生計一は、基本的には同居している、ということです。
1つの建物に同居しており、その建物内に店舗や事務所等があるようなケースです。
このようなケースでは大きな評価減が取れますので、上記要件を満たすよう、確認しておいてください。
特に、親族ではあるけれど事業をしているので、気を使って家賃を払っている、となると、上記最後の要件に合致しなくなりますので、ご注意ください。
また、近年の改正で新たな要件が加わりました。
それは、相続開始前3年以内に新たに事業の用に供した場合は、適用できないということです。
ただし、土地の評価額に占める減価償却資産(建物など)の割合が15%以上である場合は、適用除外になりませんで、このような場合には確認してみてください。
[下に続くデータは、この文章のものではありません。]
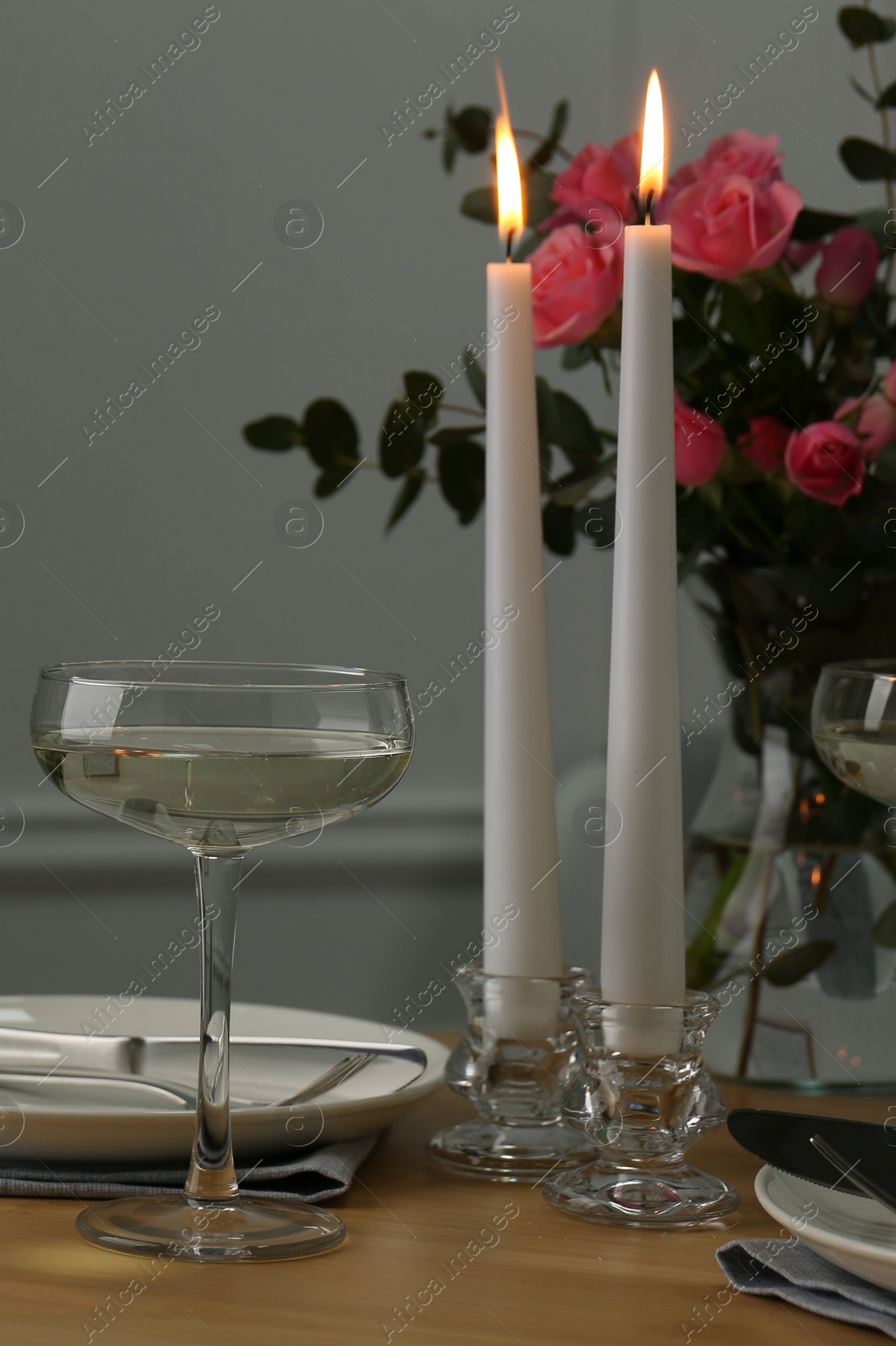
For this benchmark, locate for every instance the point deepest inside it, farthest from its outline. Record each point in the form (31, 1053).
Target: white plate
(853, 1232)
(52, 1128)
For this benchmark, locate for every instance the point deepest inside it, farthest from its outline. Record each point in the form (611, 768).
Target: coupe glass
(220, 758)
(855, 726)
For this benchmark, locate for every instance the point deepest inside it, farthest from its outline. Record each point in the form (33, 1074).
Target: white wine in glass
(855, 725)
(220, 758)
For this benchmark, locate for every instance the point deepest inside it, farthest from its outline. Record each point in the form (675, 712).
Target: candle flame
(653, 143)
(510, 208)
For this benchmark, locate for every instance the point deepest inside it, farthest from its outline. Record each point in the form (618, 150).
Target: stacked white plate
(62, 1108)
(853, 1232)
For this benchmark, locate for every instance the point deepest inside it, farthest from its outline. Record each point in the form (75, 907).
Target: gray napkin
(318, 1176)
(802, 1278)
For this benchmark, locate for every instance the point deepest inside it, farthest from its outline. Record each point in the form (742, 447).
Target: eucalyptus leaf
(577, 485)
(275, 432)
(455, 435)
(332, 479)
(791, 967)
(402, 440)
(863, 26)
(332, 434)
(867, 161)
(885, 928)
(559, 528)
(480, 204)
(423, 392)
(409, 492)
(817, 224)
(450, 147)
(462, 476)
(473, 127)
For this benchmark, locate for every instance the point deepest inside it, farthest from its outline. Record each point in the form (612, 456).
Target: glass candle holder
(519, 1054)
(642, 1097)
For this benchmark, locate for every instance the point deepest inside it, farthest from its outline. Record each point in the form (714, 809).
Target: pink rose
(599, 176)
(575, 286)
(741, 154)
(731, 225)
(800, 255)
(764, 443)
(876, 422)
(848, 267)
(700, 445)
(827, 462)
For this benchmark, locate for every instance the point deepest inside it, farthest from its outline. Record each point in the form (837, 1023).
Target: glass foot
(240, 1229)
(666, 1198)
(509, 1154)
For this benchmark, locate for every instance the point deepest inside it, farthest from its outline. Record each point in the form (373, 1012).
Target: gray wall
(167, 213)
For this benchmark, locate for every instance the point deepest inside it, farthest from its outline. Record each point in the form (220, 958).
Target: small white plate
(48, 1127)
(853, 1232)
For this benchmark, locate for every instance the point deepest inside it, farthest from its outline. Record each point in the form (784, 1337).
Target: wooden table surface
(541, 1279)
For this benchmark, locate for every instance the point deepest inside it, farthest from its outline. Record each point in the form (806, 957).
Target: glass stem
(212, 1171)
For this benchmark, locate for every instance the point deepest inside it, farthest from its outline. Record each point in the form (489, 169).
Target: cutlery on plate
(330, 1079)
(867, 1186)
(785, 1140)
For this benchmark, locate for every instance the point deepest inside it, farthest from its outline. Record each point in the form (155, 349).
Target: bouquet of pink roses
(786, 391)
なお、事業を同族会社でやっているような場合も、同様な評価減の適用があります。
こちらの方の要件は、2022/02/02(第527号)に書いておりますので、バックナンバーをご確認ください。
評価減が大きくなりますので、是非、利用したい特例ですね。
《担当:税理士 北岡 修一》
編集後記
GWが始まりました。昨日は久しぶりにプロ野球を見に行きました。なかなかチャンスをものにできない歯がゆい展開でしたが、最後は劇的なサヨナラ勝ちで長時間の観戦の疲れも吹き飛びましたね!